My little dog’s feet smell like Fritos. She’s lying beside me as I type on my laptop on the sofa, and she just changed positions. The smell of Fritos wafted into the air like incense.

My family thinks the dog’s feet smell pleasant. Fritos is a pleasant odor. On the other hand, our personal human feet are disgusting, especially when they’ve been in sweaty shoes. Perhaps that’s the problem. If we did not wear footwear for hours on end, would we also have pleasant smelling feet?

This is for future pondering because we want to focus on the dog’s feet right now and ask the question, how on earth did a dog’s feet come to smell like a packaged corn chip?

A corn chip is made of corn and salt all smashed together, baked until it has that perfect crunch, and sealed in a bag that is impossible for humans to penetrate without a sharp object or very, very strong teeth. It used to be that you’d get a guy to open a lid for you, but now you have to find a guy to get into a bag of chips. Sometimes, if there’s no guy handy, I’ve had to tear at these bags with my teeth like a savage jackal, over and over, getting a small bit of bag each time, spitting it out and tearing some more until I gnaw a hole big enough to plunge my fist through.

So the grains and salts and other things that go into a corn chip – the chemical composition as it were – and the baking, which alters or at least dehydrates the chemicals – and the packaging which protects the baked chip until the year 4010 because air doesn’t have the teeth to penetrate the seal – how in the universe can THAT smell like my dog’s feet?

My dog’s feet always smell like Fritos except just after a bath. Within a day, the Frito feet are back – all four of them. The rest of the dog may be foul from rolling in dead rodent to try to get the clean shampoo smell off, but those feet are pleasant.

It’s a mystery someone needs to solve, because there is something very, very sick about smelling a dog’s feet and immediately craving Fritos and cream cheese.

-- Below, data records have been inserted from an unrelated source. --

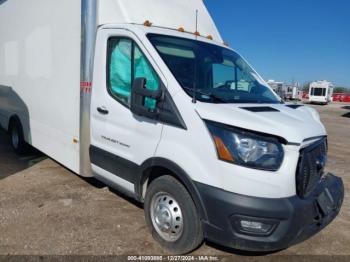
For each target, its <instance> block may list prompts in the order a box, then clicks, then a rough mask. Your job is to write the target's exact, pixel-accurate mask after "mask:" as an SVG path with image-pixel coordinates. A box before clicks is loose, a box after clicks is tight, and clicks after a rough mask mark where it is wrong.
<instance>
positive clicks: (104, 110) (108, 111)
mask: <svg viewBox="0 0 350 262" xmlns="http://www.w3.org/2000/svg"><path fill="white" fill-rule="evenodd" d="M97 111H98V112H99V113H100V114H102V115H108V113H109V111H108V110H107V109H106V108H105V107H98V108H97Z"/></svg>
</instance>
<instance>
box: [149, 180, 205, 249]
mask: <svg viewBox="0 0 350 262" xmlns="http://www.w3.org/2000/svg"><path fill="white" fill-rule="evenodd" d="M144 211H145V218H146V223H147V225H148V227H149V229H150V230H151V232H152V235H153V238H154V239H155V240H157V241H158V242H159V243H160V244H161V245H162V246H163V247H164V248H165V249H167V250H168V251H170V252H171V253H174V254H187V253H189V252H191V251H193V250H194V249H196V248H198V247H199V246H200V244H201V243H202V242H203V231H202V226H201V221H200V217H199V215H198V211H197V208H196V206H195V204H194V202H193V200H192V198H191V196H190V194H189V193H188V192H187V190H186V188H185V187H184V186H183V185H182V184H181V183H180V182H179V181H178V180H176V179H175V178H174V177H172V176H162V177H160V178H158V179H156V180H154V181H153V182H152V183H151V184H150V186H149V188H148V189H147V193H146V198H145V205H144Z"/></svg>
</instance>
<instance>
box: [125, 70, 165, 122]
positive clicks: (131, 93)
mask: <svg viewBox="0 0 350 262" xmlns="http://www.w3.org/2000/svg"><path fill="white" fill-rule="evenodd" d="M146 83H147V80H146V78H143V77H142V78H136V79H135V80H134V84H133V86H132V90H131V101H130V109H131V112H132V113H133V114H135V115H139V116H145V117H149V118H156V117H158V115H159V109H158V108H157V106H155V107H154V108H150V107H147V106H146V99H154V100H155V101H156V104H157V103H158V102H159V101H161V99H162V97H163V91H162V90H161V89H158V90H149V89H147V88H146Z"/></svg>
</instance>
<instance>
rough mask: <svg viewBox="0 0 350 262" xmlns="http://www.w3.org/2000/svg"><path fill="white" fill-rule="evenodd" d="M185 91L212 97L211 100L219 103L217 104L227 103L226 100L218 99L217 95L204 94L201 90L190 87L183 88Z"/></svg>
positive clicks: (219, 97)
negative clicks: (190, 91) (220, 102)
mask: <svg viewBox="0 0 350 262" xmlns="http://www.w3.org/2000/svg"><path fill="white" fill-rule="evenodd" d="M183 89H185V90H188V91H191V92H195V93H198V94H201V95H205V96H207V97H210V98H211V99H213V100H215V101H217V102H221V103H227V101H226V100H224V99H222V98H220V97H218V96H217V95H215V94H213V93H207V92H203V91H201V90H200V89H194V88H190V87H183Z"/></svg>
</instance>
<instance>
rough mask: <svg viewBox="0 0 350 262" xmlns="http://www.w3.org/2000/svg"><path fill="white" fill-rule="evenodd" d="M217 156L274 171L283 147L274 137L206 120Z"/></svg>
mask: <svg viewBox="0 0 350 262" xmlns="http://www.w3.org/2000/svg"><path fill="white" fill-rule="evenodd" d="M206 124H207V127H208V129H209V132H210V133H211V135H212V137H213V140H214V143H215V146H216V150H217V153H218V157H219V159H221V160H224V161H228V162H231V163H234V164H236V165H240V166H245V167H250V168H256V169H263V170H270V171H276V170H278V169H279V168H280V166H281V164H282V160H283V156H284V153H283V148H282V145H281V143H280V142H279V141H278V139H277V138H275V137H265V136H262V135H257V134H255V133H251V132H247V131H243V130H240V129H238V128H233V127H227V126H225V125H222V124H219V123H215V122H211V121H206Z"/></svg>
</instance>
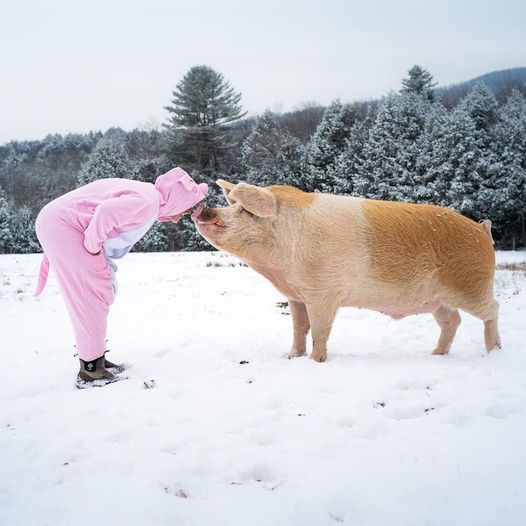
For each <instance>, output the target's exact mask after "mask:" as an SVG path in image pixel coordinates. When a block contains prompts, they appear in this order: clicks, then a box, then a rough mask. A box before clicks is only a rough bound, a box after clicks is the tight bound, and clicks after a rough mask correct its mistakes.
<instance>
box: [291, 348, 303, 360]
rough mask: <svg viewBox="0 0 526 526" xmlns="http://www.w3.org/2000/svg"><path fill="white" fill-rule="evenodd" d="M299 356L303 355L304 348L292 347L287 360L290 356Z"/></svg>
mask: <svg viewBox="0 0 526 526" xmlns="http://www.w3.org/2000/svg"><path fill="white" fill-rule="evenodd" d="M300 356H305V349H292V350H291V351H290V353H289V360H290V359H291V358H299V357H300Z"/></svg>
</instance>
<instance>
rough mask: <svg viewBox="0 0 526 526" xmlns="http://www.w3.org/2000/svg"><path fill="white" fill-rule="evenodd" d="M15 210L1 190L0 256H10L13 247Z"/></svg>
mask: <svg viewBox="0 0 526 526" xmlns="http://www.w3.org/2000/svg"><path fill="white" fill-rule="evenodd" d="M13 216H14V214H13V208H12V206H11V205H10V203H9V202H8V201H7V199H6V196H5V193H4V191H3V190H2V188H0V254H9V253H10V252H11V250H12V247H13V219H14V217H13Z"/></svg>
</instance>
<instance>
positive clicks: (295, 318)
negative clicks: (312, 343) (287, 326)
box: [289, 299, 310, 358]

If you’ve never tried it, take a normal Frito – not the big ones – and scrape it through a container of Philadelphia cream cheese. It’s quite tasty. Don’t go in too deep or the Frito will break off. BEWARE – you will go through a whole container of cream cheese pretty quick and become a big fat lard because you won’t have the willpower to stop eating them, they’re that good.

Back to the subject, which is, why does my dog have Frito feet? If you know the answer, please don’t hesitate to send it to me via a package containing Fritos. I’m running low.